Portocittà torna all’attacco: troppi i silenzi dell’Authority

Comunicati, repliche, precisazioni, contrattacchi. A spada sguainata. L’«invito forte» rivolto dal sindaco Cosolini alle «parti in causa» affinché recuperino un rapporto resta per ora inascoltato. In una cornice che all’esplodere del caso Porto Vecchio vede emergere nette anche divergenze (non solo tra due, ma tra vari attori) finora tenute sottotraccia, e a poche ore dalla seduta del Comitato portuale, Portocittà torna a farsi sentire. Per ribadire che «non “rinuncia alla concessione” (espressione usata dalla presidente dell’Authority, ndr) bensì ne eccepisce la nullità contrattuale». Per ripetere di avere «adempiuto agli obblighi previsti dalla concessione attenendosi a quanto previsto dai cronoprogrammi delle consegne e delle opere». Per contrastare l’Autorità portuale anche sulle date, laddove Monassi ha dichiarato di avere appreso «con dispiacere dalla stampa» del passo di Portocittà, quando invece «dell’intenzione di invocare la nullità del contratto» l’Authority - è la smentita della spa - era stata informata già il 22 febbraio.

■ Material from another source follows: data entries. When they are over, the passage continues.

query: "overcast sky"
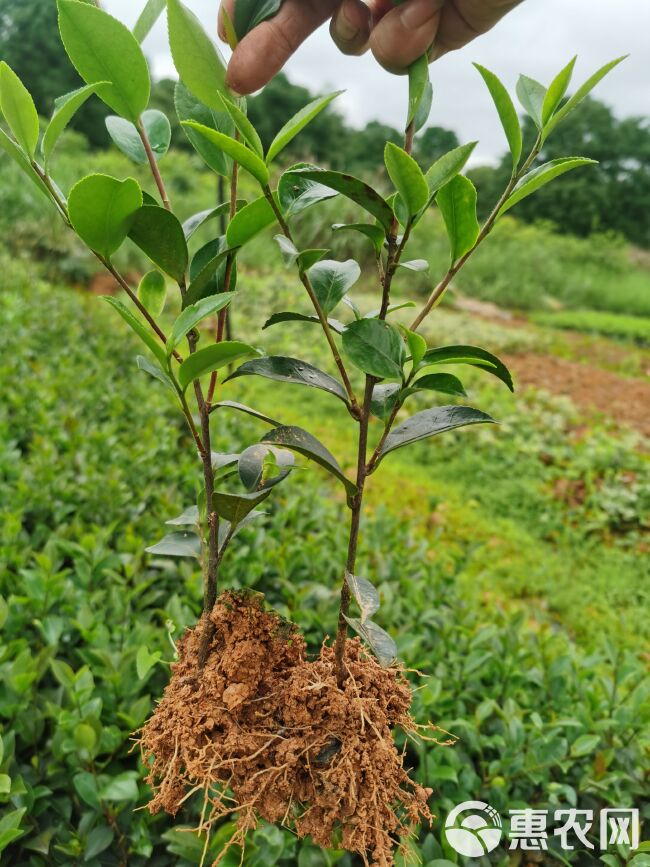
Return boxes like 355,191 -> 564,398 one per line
104,0 -> 650,161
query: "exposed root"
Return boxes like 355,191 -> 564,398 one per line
140,593 -> 432,867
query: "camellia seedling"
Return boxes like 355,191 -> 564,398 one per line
0,0 -> 620,865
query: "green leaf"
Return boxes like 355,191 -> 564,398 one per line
406,54 -> 430,132
542,57 -> 578,126
474,63 -> 523,171
542,55 -> 627,140
226,194 -> 277,247
425,141 -> 477,201
262,425 -> 357,499
278,163 -> 336,219
384,142 -> 429,217
498,157 -> 597,217
129,205 -> 189,283
221,97 -> 264,159
345,570 -> 380,623
285,169 -> 393,231
145,533 -> 201,559
212,491 -> 271,527
167,292 -> 235,352
0,60 -> 39,158
174,81 -> 235,177
68,175 -> 142,259
343,319 -> 404,379
133,0 -> 167,43
307,259 -> 361,316
178,340 -> 259,391
345,617 -> 397,668
104,109 -> 172,165
104,295 -> 167,367
167,0 -> 231,111
408,373 -> 467,397
379,406 -> 496,460
266,91 -> 343,165
233,0 -> 282,40
517,75 -> 546,131
226,355 -> 348,404
42,81 -> 108,166
421,345 -> 514,391
183,120 -> 269,186
58,0 -> 151,123
138,271 -> 167,319
436,175 -> 480,265
332,223 -> 386,256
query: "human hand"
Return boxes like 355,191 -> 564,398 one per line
219,0 -> 521,95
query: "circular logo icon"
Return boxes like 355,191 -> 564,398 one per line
445,801 -> 502,858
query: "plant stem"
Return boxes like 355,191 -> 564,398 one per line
264,186 -> 360,419
137,118 -> 172,211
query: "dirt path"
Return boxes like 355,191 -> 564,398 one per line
505,353 -> 650,436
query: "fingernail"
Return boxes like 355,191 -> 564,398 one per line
400,0 -> 442,30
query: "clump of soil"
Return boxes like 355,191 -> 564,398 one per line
140,593 -> 432,867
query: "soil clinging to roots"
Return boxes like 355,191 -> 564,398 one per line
140,593 -> 432,867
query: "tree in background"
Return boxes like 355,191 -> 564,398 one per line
470,99 -> 650,247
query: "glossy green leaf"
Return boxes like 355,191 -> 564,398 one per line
384,142 -> 429,217
221,98 -> 264,159
474,63 -> 523,171
517,75 -> 546,131
307,259 -> 361,316
422,345 -> 514,391
542,55 -> 627,139
406,54 -> 430,132
0,60 -> 39,158
285,169 -> 393,231
542,57 -> 578,126
42,82 -> 108,166
129,205 -> 189,283
379,406 -> 496,459
212,491 -> 271,527
174,81 -> 235,177
278,163 -> 338,219
227,355 -> 348,404
133,0 -> 167,43
145,532 -> 201,559
167,292 -> 235,355
498,157 -> 597,217
104,109 -> 172,165
178,340 -> 259,391
167,0 -> 231,111
104,295 -> 167,367
262,425 -> 357,497
233,0 -> 282,40
332,223 -> 386,255
58,0 -> 151,123
436,175 -> 480,265
345,617 -> 397,668
183,120 -> 269,186
226,194 -> 277,247
343,319 -> 405,379
68,175 -> 142,258
266,90 -> 343,164
138,271 -> 167,319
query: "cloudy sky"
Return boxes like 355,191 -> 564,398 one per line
104,0 -> 650,161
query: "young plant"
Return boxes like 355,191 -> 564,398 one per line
0,0 -> 620,863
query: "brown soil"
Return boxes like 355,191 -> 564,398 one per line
504,353 -> 650,436
140,593 -> 432,867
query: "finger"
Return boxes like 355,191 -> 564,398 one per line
370,0 -> 444,72
330,0 -> 370,54
430,0 -> 521,60
226,0 -> 338,94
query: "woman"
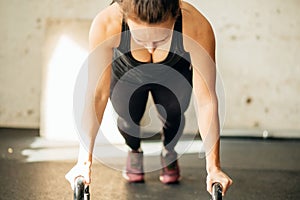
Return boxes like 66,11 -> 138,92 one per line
66,0 -> 232,195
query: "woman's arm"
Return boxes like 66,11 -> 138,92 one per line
66,5 -> 122,185
183,3 -> 232,194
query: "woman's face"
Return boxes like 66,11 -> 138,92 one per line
127,19 -> 174,53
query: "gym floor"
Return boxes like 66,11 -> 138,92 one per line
0,129 -> 300,200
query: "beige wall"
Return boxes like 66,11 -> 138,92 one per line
0,0 -> 300,138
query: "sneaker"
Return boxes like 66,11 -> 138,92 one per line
123,151 -> 144,183
159,151 -> 180,184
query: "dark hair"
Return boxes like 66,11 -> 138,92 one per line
112,0 -> 180,24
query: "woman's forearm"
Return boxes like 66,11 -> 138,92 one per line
198,97 -> 220,172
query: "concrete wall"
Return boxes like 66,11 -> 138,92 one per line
0,0 -> 300,138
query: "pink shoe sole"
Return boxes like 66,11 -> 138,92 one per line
122,172 -> 145,183
159,175 -> 181,184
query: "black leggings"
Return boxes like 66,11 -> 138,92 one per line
111,65 -> 192,150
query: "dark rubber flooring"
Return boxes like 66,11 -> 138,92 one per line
0,129 -> 300,200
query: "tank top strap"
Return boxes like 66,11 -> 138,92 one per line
170,10 -> 184,51
118,17 -> 131,52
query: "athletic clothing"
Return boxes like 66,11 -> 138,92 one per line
110,10 -> 193,150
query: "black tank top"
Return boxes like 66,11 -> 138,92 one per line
112,12 -> 192,86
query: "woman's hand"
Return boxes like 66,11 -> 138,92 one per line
206,170 -> 232,196
65,161 -> 92,190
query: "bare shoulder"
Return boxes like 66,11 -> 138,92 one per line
89,3 -> 122,50
181,1 -> 215,60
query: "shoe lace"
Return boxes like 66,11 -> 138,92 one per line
130,153 -> 142,169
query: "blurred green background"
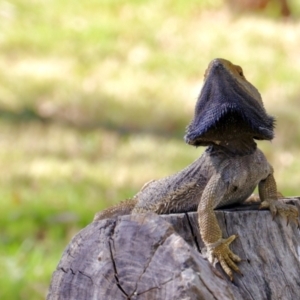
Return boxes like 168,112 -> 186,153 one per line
0,0 -> 300,299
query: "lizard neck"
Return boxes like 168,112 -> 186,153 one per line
206,138 -> 257,157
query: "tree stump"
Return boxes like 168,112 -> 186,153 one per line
47,198 -> 300,300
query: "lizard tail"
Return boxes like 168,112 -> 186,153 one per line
93,198 -> 137,222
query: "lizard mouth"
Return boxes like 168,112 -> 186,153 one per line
184,61 -> 275,146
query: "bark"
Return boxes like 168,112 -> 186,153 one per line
47,198 -> 300,300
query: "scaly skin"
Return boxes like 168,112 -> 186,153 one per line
94,59 -> 299,280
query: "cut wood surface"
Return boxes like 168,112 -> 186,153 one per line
47,198 -> 300,300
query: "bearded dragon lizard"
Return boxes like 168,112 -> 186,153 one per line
94,59 -> 299,280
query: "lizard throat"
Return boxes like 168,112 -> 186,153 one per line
207,138 -> 257,157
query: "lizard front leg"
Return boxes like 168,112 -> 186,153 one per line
198,175 -> 241,281
258,173 -> 299,228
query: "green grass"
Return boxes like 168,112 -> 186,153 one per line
0,0 -> 300,299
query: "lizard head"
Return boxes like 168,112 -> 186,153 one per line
185,58 -> 274,154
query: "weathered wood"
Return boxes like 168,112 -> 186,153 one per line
47,198 -> 300,300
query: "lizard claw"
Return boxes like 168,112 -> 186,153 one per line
207,235 -> 243,281
259,200 -> 300,228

Ma poi, mentre gli avvocati sono al lavoro sul ricorso al Tar «notificato lo scorso venerdì primo marzo» quale preludio di una lunga battaglia legale, ecco: la lettera del 22 febbraio «rappresenta solo l’ultima in ordine di tempo di una fitta e spesso a senso unico corrispondenza intercorsa tra Portocittà e l’Autorità portuale negli ultimi due anni. Corrispondenza con cui Portocittà ha più volte manifestato le situazioni di incertezza, di complessità e di rinvii con i quali il concessionario si è venuto a scontrare nel tempo».
Questi i concetti che Portocittà esplicita per «chiarire» la propria posizione e «le motivazioni che l’hanno indotta» al Tar. A partire dal nodo primario, il punto franco che «non consente di sviluppare l’oggetto della convenzione», sebbene siglata a regime in vigore («Non si può firmare un contratto e dopo due anni accorgersi che non piace», ha detto Monassi). Ma «la presenza e la permanenza del porto franco impone il rispetto delle restrizioni correlate e quindi l’accesso è consentito - previo controllo - solo ai soggetti autorizzati. Ciò non rende permeabile il sito» e «di fatto impedisce lo sviluppo e la regolare esecuzione del progetto di riqualificazione», tiene il punto la spa costituita da Maltauro, Rizzani de Eccher, Banca Intesa e Sinloc. Laddove Monassi aveva definito «un alibi» il nodo giuridico, per poi ribadire come il punto franco sia «il punto forte», altro che debole, di Porto Vecchio.
Ma Portocittà va oltre: «La concessione prevedeva, nell’ipotesi in cui tutte le obbligazioni» dell’Authority «fossero rispettate, l’avvio dei lavori a partire dal prossimo novembre». Monassi ha ricordato che tutto era pronto, alla data fissata di venerdì scorso, per la consegna delle aree previste, dopo uno sgombero condotto facendo «salti mortali». «L’indisponibilità della società a presenziare» alla consegna del “secondo stralcio” - ribatte la spa - «era stata già ampiamente argomentata» in due lettere del 22 e del 27 febbraio. Di più, «tali aree avrebbero dovuto essere consegnate libere» dall’Authority «ancora il 25 maggio 2012». E «la dilazione al primo marzo è stata unilateralmente adottata senza tenere in considerazione le differenti richieste avanzate dalla società e in considerazione del fatto che comunque prima di quella data le aree non sarebbero state libere». La battaglia continua. Pronta ad approdare in tribunale.